Lord Walton of Detchant: I, too, felt extremely uncomfortable reading the first draft of the Bill and, indeed, the present version when looking at the word “thing”. It struck me as an extraordinary inclusion in legislation. I referred to this in some detail in my Second Reading speech and subsequently received a lengthy letter from the noble Lord, Lord Darzi, in which he justified the use of this term and explained that all the alternatives that I had suggested would not do. I am still uncomfortable. I thought that the idea put forward by the noble Baroness, Lady Tonge, of using “fomite” was clever and useful.

New Section 45T(5) states that “thing” includes human tissue and other items, but that is not an exclusive definition.
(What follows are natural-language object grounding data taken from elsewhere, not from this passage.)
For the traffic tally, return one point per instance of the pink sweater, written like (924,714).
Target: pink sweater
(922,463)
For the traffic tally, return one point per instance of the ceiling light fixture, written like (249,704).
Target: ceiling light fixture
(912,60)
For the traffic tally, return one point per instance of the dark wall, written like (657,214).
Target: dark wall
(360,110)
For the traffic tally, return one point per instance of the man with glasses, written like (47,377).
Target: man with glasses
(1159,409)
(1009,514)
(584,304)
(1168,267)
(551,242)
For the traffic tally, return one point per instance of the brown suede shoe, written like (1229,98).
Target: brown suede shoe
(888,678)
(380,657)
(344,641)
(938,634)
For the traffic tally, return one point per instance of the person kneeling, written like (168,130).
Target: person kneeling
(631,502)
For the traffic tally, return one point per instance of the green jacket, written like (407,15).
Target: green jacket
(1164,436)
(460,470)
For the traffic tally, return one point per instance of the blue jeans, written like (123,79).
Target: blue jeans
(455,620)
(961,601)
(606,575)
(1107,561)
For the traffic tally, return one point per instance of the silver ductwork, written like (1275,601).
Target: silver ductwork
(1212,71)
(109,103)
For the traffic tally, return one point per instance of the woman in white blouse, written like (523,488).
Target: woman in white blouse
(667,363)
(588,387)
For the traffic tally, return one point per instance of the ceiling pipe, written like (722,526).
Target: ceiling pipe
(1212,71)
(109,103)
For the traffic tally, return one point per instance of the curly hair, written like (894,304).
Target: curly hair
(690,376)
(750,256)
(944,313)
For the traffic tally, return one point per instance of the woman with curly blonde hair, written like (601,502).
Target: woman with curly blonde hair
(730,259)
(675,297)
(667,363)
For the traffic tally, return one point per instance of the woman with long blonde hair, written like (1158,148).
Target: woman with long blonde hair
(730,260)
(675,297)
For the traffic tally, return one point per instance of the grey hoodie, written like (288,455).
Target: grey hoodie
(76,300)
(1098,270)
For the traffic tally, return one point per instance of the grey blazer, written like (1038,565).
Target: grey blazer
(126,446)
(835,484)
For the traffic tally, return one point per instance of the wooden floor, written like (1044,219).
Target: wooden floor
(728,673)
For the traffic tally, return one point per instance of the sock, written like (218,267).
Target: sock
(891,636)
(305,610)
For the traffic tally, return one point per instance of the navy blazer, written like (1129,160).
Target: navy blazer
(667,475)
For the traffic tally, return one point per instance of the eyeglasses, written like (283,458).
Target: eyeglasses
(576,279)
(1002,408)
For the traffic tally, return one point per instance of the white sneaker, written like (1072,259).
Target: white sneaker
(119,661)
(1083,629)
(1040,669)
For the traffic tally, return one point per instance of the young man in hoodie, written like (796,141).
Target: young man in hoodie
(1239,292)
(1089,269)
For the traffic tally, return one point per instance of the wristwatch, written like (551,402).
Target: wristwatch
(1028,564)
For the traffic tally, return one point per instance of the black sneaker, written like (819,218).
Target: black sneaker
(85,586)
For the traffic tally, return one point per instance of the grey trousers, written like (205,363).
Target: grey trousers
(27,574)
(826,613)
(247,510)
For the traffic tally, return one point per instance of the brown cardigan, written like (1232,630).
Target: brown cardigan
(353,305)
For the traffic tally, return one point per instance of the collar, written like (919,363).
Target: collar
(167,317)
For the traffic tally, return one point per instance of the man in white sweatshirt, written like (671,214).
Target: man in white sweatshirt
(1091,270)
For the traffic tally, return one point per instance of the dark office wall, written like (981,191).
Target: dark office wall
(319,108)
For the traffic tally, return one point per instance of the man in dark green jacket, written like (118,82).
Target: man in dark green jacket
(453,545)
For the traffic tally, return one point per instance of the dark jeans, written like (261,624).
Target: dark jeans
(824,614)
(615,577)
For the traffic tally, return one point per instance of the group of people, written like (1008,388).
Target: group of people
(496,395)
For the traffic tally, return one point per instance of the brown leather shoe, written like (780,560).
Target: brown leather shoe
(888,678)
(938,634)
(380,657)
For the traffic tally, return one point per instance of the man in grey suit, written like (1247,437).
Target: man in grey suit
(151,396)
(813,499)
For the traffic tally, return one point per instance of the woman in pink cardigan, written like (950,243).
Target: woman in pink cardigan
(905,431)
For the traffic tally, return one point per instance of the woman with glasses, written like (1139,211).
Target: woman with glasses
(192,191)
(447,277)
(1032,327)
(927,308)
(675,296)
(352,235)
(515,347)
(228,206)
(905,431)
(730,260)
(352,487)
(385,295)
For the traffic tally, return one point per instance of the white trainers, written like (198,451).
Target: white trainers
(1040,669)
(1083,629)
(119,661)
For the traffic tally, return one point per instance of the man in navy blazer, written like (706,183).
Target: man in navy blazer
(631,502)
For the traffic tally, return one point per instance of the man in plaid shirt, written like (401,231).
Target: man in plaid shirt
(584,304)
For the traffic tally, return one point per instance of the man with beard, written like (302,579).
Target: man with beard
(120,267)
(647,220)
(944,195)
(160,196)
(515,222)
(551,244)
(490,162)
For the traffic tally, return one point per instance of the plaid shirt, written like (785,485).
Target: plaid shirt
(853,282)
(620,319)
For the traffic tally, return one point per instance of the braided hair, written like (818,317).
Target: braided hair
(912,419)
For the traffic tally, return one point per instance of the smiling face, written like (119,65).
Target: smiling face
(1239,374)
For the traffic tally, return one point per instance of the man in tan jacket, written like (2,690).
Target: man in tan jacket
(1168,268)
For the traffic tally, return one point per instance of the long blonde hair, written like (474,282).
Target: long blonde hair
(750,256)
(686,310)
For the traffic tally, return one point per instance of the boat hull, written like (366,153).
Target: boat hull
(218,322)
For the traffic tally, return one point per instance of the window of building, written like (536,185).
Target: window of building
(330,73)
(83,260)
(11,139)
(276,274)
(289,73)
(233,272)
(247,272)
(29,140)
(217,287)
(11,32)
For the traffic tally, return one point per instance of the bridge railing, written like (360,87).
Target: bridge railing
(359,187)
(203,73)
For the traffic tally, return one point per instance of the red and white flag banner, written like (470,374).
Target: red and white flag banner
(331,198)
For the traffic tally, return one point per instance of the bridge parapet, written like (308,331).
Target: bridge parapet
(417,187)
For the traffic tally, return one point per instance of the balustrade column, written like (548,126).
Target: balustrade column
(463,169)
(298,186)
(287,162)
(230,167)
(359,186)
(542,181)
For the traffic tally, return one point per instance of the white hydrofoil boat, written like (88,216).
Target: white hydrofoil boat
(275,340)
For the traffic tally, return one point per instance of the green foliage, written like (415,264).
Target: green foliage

I considered carefully the possibility that human excreta, such as faeces or urine, could be very infective, but I believe that, under the Human Tissue Act, they would be considered to be human tissue, although that definition is somewhat dubious. Nevertheless, I would like clarification from the Minister about whether that is the case. What is not included in the list of,

are human belongings and clothing, which can be capable of carrying serious infective agents. The question is whether the term “thing” would be taken to include human belongings—clothing and other items—that could pass on an infection. Having thought about it carefully, I would prefer “item” to “thing”, although I expect that the Minister will come up with some serious objections to that as well and will say that it would not cover all eventualities. I still feel that the Bill lacks clarity in the use of that rather unfortunate term. I shall be most interested to hear the Minister’s views.

Baroness Masham of Ilton: The noble Earl raised the question of a person’s next of kin. Could the Bill not state that the next of kin must be notified when possible? Sometimes it might not be possible because people live alone or because of time and so on.